I mean, yes, I recognize that of all the women that ever lived, the peasant girl Mary was singled out to be the host womb for the human birth of Jesus Christ. There was that terrifying visit from the archangel Gabriel to tell her all about it and everything. I understand that Mary is a critically important character in the story.

I guess what I don’t get is how Mary’s story unfolds.

I don’t get why she wasn’t yet married to Joseph at the time, and instead had to go through the trauma of hoping he, their families, and the entire community, would believe her impossible story. I don’t get why she was forced to travel to Bethlehem at the end of her pregnancy. Surely our omniscient Creator could have timed either the pregnancy or the census differently. I don’t get why she gave birth, alone, in a stable far from any familiar supports. I don’t get why shepherds, not rabbis or governors, were the first to pay honor to the Lord of Lords upon his human birth.

Unlike my cradle Catholic sisterfriend, Mary, I have spent most of my life engaged in expressions of Christianity that are decidely non-Catholic. Marian devotion is not at all widespread beyond Catholicism. Mary only tends to come up around Christmas, and while she is super important to the story, teachings I have had about her make it clear that she is a supporting character.

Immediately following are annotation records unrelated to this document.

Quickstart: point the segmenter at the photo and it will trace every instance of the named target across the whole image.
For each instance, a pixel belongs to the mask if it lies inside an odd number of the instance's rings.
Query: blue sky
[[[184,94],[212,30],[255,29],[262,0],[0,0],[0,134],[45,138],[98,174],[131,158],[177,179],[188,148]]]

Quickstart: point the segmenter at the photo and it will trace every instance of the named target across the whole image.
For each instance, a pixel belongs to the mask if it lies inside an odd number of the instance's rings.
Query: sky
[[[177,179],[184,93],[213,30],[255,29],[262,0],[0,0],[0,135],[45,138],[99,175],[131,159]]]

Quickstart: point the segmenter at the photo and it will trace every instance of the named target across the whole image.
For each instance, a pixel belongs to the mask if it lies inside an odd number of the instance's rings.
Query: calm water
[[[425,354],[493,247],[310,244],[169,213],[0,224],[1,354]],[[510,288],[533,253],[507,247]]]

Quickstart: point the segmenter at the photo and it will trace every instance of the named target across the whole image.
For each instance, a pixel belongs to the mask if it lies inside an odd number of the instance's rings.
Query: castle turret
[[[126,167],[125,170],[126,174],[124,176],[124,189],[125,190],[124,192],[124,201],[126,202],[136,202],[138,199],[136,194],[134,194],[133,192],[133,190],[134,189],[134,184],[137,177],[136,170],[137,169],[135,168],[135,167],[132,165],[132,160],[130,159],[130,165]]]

My understanding is that the Almighty chose this scenario for Jesus’ birth in order to blow the minds of the folks who were expecting their King of Kings to arrive in a of blaze of glory. The Jews wanted some sort of warrior king to bring them salvation from an oppressive government. The Jesus they got was a whole other kind of Savior. The King of the Jews, who would save them–and all humankind– not from a government, but from death and sin, started his earthly life as an infant in a carpenter’s family. Mary’s humble stature, her extreme ordinariness, is meant to highlight that point.

No preacher I have heard, no devotional I have read has suffiently explained why it was so brutal an experience for Mary, though.

I have little understanding of the Catholic teachings about Mary’s own miraculous birth without original sin, for living the remainder of her life perpetually a virgin, and for then ascending into heaven without first dying a natural death. I have many, many questions.

For today’s Solemnity of the Immaculate Conception of Mary, I have learned that I am far from alone in my misunderstandings of this feast day. This is not about Jesus’ conception, but rather about Mary’s. This is the day that commemorates Mary’s conception as the moment that she was set apart to one day be the mother of Jesus.

Catholics believe that at the moment of Mary’s conception, the Creator marked her, exempting her from Original Sin. “Sin” has gotten a bum rap, becoming synonymous with “wrong,” “breaking rules,” or being “bad.” If one understands sin as “separted from God,” though, it gives Mary’s story a whole new lens angle.

Can you imagine this? At the moment of Mary’s conception, she was protected from the inevitable separation from God with which  all humankind since Adam and Eve have had to contend. What must that have been like to have always known, really known, your Creator? How different would life be, knowing that God is with you?